Why am I telling you this? Well, it’s for your own good and the good of your children and grandchildren. Seriously.

Based on scientific findings, believe it or not, in the 1966 song, “Wild Thing” by The Troggs, the lyrics “Wild thing…you make my heart sing… You make everything groovy,” may have been a little more relevant than one might have thought.

It seems that researchers have found that time in the wild not only boosts creativity but both insight and problem solving as well. There is even evidence that our minds thrive when we “get away from it all.”

Research conducted at the University of Kansas concludes that people from all walks of life show startling cognitive improvement — for instance, a 50 percent boost in creativity — after living in nature for just a few days.

Ruth Ann Atchley, whose research was featured in Backpacker magazine, said the “soft fascination” of the natural world appears to refresh the human mind, offering refuge from the cacophony of modern life.”

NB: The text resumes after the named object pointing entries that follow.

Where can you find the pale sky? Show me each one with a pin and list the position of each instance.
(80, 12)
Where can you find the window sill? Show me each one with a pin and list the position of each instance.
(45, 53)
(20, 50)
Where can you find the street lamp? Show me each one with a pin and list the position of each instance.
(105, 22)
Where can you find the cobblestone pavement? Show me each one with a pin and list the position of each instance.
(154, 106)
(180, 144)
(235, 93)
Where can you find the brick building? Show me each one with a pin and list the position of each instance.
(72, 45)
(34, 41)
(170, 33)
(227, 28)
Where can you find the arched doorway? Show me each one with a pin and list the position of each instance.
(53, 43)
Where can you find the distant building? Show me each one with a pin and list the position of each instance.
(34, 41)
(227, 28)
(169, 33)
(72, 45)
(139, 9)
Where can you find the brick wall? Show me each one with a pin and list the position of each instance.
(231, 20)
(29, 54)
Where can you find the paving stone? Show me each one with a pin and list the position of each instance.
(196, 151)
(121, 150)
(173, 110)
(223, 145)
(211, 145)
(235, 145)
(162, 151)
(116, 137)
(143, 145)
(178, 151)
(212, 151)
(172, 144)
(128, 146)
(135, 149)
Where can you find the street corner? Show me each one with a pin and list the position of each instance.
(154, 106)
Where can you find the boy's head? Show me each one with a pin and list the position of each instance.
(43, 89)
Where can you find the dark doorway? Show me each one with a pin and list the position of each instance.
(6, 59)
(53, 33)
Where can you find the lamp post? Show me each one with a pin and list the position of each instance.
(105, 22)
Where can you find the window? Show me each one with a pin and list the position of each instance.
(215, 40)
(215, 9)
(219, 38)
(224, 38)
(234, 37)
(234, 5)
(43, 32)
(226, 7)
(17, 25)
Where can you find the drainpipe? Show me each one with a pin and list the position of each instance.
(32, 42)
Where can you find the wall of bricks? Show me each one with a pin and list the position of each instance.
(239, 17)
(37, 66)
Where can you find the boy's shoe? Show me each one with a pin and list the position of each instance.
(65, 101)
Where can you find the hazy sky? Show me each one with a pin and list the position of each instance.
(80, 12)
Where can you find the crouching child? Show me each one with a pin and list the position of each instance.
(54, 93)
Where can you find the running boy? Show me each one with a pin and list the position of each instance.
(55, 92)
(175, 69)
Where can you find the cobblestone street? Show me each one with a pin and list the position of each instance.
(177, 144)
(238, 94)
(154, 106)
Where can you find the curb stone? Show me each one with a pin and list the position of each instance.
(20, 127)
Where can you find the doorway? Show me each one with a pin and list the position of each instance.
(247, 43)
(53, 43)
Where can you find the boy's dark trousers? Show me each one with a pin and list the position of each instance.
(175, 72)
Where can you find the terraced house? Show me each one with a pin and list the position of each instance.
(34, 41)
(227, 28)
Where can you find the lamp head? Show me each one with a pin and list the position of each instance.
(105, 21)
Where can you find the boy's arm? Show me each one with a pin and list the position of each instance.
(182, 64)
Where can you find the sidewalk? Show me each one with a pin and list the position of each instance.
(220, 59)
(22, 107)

“We’ve got information coming at us from social media, electronics and cell phones,” said Atchley, associate professor and chair of psychology at KU. “We constantly shift attention from one source to another, getting all of this information that simulates alarms, warnings, and emergencies. Those threats are bad for us. They sap our resources to do the fun thinking, and cognition humans are capable of — things like creativity, or being kind and generous, along with our ability to feel good and be in a positive mood.”

As difficult as it is to believe, the researcher said that nature could stimulate the human mind without the often-menacing distractions of life in the 21st-century.

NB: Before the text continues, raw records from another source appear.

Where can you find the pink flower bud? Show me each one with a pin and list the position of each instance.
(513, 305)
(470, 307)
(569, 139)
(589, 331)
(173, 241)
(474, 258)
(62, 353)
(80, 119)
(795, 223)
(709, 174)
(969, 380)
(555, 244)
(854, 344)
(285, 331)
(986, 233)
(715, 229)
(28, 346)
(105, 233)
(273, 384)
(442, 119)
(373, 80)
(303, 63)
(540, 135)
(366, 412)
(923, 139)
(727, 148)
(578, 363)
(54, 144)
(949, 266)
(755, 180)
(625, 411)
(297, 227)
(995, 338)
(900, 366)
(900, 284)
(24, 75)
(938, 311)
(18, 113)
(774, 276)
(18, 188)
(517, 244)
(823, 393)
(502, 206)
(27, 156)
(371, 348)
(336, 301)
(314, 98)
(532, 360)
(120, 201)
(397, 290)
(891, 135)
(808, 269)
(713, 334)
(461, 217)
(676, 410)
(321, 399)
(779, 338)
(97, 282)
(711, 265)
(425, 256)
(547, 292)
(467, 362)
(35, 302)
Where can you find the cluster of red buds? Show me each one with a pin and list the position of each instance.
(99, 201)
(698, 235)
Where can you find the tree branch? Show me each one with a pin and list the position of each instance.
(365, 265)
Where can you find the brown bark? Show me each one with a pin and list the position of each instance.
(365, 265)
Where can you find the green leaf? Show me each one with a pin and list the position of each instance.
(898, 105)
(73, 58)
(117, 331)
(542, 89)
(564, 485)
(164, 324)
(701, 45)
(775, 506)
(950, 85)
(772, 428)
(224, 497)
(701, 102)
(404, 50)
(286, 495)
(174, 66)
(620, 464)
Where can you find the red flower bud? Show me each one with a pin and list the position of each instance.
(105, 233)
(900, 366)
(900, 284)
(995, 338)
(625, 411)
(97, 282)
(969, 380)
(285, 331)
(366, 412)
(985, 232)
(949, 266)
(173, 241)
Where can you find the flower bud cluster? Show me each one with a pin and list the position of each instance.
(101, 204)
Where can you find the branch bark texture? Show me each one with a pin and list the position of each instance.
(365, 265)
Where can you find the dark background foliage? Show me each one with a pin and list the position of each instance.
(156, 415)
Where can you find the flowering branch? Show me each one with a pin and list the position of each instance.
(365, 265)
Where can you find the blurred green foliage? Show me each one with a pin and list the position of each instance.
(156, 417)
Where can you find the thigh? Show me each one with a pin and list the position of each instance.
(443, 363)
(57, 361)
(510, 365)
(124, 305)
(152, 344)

“Nature is a place where our mind can rest, relax and let down those threat responses,” said Atchley. “Therefore, we have resources left over — to be creative, to be imaginative, to problem solve — that allow us to be better, happier people who engage in a more productive way with others.”

Atchley led a team that conducted initial research on a backpacking trip in Utah with the Remote Associates Test, a word-association exercise used for decades by psychologists to gauge creative intelligence. Her fellow researchers included Paul Atchley, associate professor of psychology at KU, and David Strayer, professor of cognition and neural science at the University of Utah.

Intrigued by positive results, the researchers partnered with Outward Bound, the Golden, Colorado-based nonprofit that leads educational expeditions into nature for people of many backgrounds. About 120 participants on outings in places like Alaska (of course), Colorado and California completed the “RAT” test.

“We worked with a number of backpacking groups,” Ruth Ann Atchley said. “Four backpacker groups took the test before they hit the trail, and then four different groups did it on the fourth day just like we had done before. The data across age groups —regular folks from age 18 into their 60s — showed an almost 50 percent increase in creativity. It really worked in the sense that it was a well-used measure and we could see such a big difference in these two environments.”

Best of all, she said that the benefits of nature belong to anyone who immerses themselves completely into the wilderness for what is equivalent to a long weekend.

“There’s growing advantage over time to being in nature,” said Ruth Ann Atchley. “We think that it peaks after about three days of really getting away, turning off the cell phone, not hauling the iPad and not looking for internet coverage. It’s when you have an extended period surrounded by that softly fascinating environment that you start seeing all kinds of positive effects in how your mind works.”

As a semi-recent transplant to Alaska (my husband and I moved to Juneau six years ago), I couldn’t help but wonder how many Southeast Alaskans were taking advantage of the great outdoors in their own backyard. Even though we have such a vast array of outdoor experiences at our fingertips, many of us may not be spending substantial time taking advantage of them.

How much time are you on a computer, mobile device or in front of the TV binge-watching something on Netflix or watching some ball game? How much time are your kids are doing the same? I venture to guess it’s much, much more than you realize.

What if you or your kids took the time and made an effort to spend more time communing with the natural world rather than the virtual one? Would your kids’ grades be better? Would you be more productive and creative at work? Would your problem-solving skills be better during a personal or family crisis? According to this research, the answer is, “Most likely.”

My feeling is that this discovery may be as important as the discovery of how important “family dinners” are when it comes to personal development. And while I freely own my limitations, we all have them, take baby steps, forget the weather, put on the appropriate gear and GET OUTSIDE!